Welcome but are you sure we're talking about the same crowd here?:blink::no:


----------



## Phat Cat (Apr 1, 2009)

Piperat said:


> Welcome but are you sure we're talking about the same crowd here?:blink::no:


Welcome to PZ!

Piperat - I think he meant 'sisterhood,' because we know the sole purpose of the brotherhood is to take you down. :laughing:


----------



## Tommy plumber (Feb 19, 2010)

Welcome aboard 3 pc drain.


----------



## Ron (Jun 12, 2008)

The Zone welcomes you,


----------



## PaulW (Jul 31, 2008)

Being relativley new here myself, I have found a good knowledgable group here. Take a penny leave a penny.

Paul


----------



## 3Peasdrain (Feb 5, 2010)

*new employee to RON THE A HOLE*

I think you are the IDIOT and need a good a%%whooping


----------



## Ron (Jun 12, 2008)

3Peasdrain said:


> I think you are the IDIOT and need a good a%%whooping



My Signeture

It means nothing towards anyone. relax.

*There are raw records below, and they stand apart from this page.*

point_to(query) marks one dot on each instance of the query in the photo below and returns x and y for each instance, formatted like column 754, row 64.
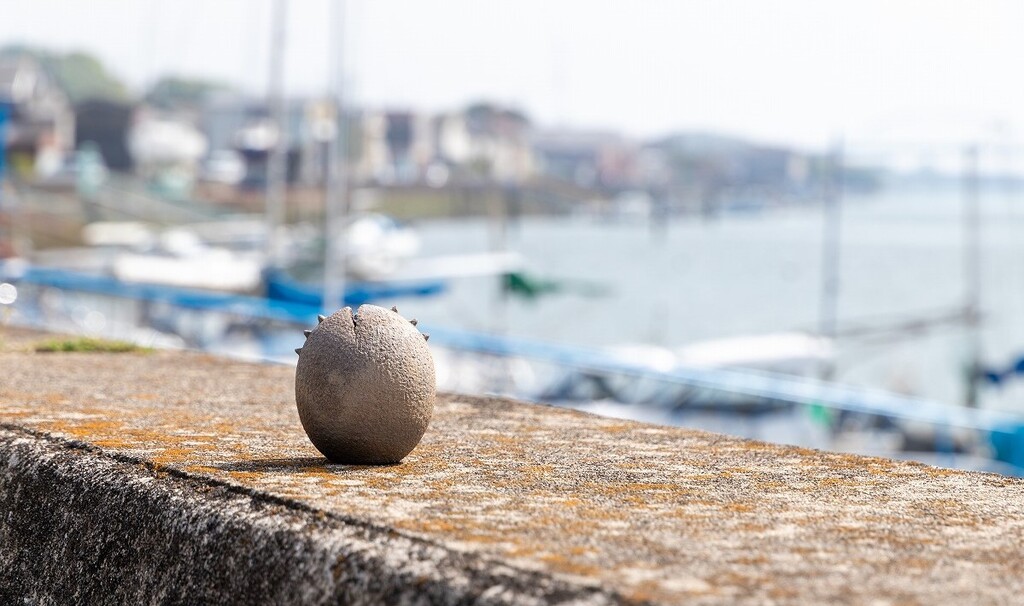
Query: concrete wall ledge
column 84, row 526
column 169, row 477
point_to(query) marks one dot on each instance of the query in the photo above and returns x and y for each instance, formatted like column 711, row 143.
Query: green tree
column 81, row 75
column 178, row 91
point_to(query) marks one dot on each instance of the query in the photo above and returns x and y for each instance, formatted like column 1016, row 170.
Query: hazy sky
column 795, row 71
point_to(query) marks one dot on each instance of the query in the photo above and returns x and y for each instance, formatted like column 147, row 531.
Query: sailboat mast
column 972, row 272
column 276, row 162
column 832, row 231
column 336, row 199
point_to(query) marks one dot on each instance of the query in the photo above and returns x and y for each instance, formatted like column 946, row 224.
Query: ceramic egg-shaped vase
column 365, row 386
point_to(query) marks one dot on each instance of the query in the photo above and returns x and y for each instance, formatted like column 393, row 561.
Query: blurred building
column 589, row 159
column 41, row 123
column 107, row 124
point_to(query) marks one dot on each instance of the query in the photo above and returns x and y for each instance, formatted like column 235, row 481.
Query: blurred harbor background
column 829, row 256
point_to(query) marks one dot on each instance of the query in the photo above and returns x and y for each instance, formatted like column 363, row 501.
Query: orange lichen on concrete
column 653, row 514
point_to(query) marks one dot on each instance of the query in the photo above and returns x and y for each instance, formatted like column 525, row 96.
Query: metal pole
column 832, row 232
column 972, row 272
column 336, row 199
column 276, row 162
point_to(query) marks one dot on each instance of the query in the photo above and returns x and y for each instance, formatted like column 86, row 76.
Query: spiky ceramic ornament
column 365, row 385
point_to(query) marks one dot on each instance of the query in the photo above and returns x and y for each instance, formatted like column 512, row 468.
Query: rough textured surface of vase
column 365, row 386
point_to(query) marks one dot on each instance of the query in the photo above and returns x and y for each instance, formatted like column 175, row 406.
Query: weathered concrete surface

It for all the diyer's that show up on here looking for advice. it is not directed towards anyone on here.


----------



## Ron (Jun 12, 2008)

3Peasdrain said:


> I think you are the IDIOT and need a good a%%whooping


There is that better. :thumbsup:


----------



## ranman (Jan 24, 2010)

welcome to the nut house:whistling2:


----------



## AssTyme (May 15, 2010)

3Peasdrain said:


> I think you are the IDIOT and need a good a%%whooping




Where's the love :icon_eek:


----------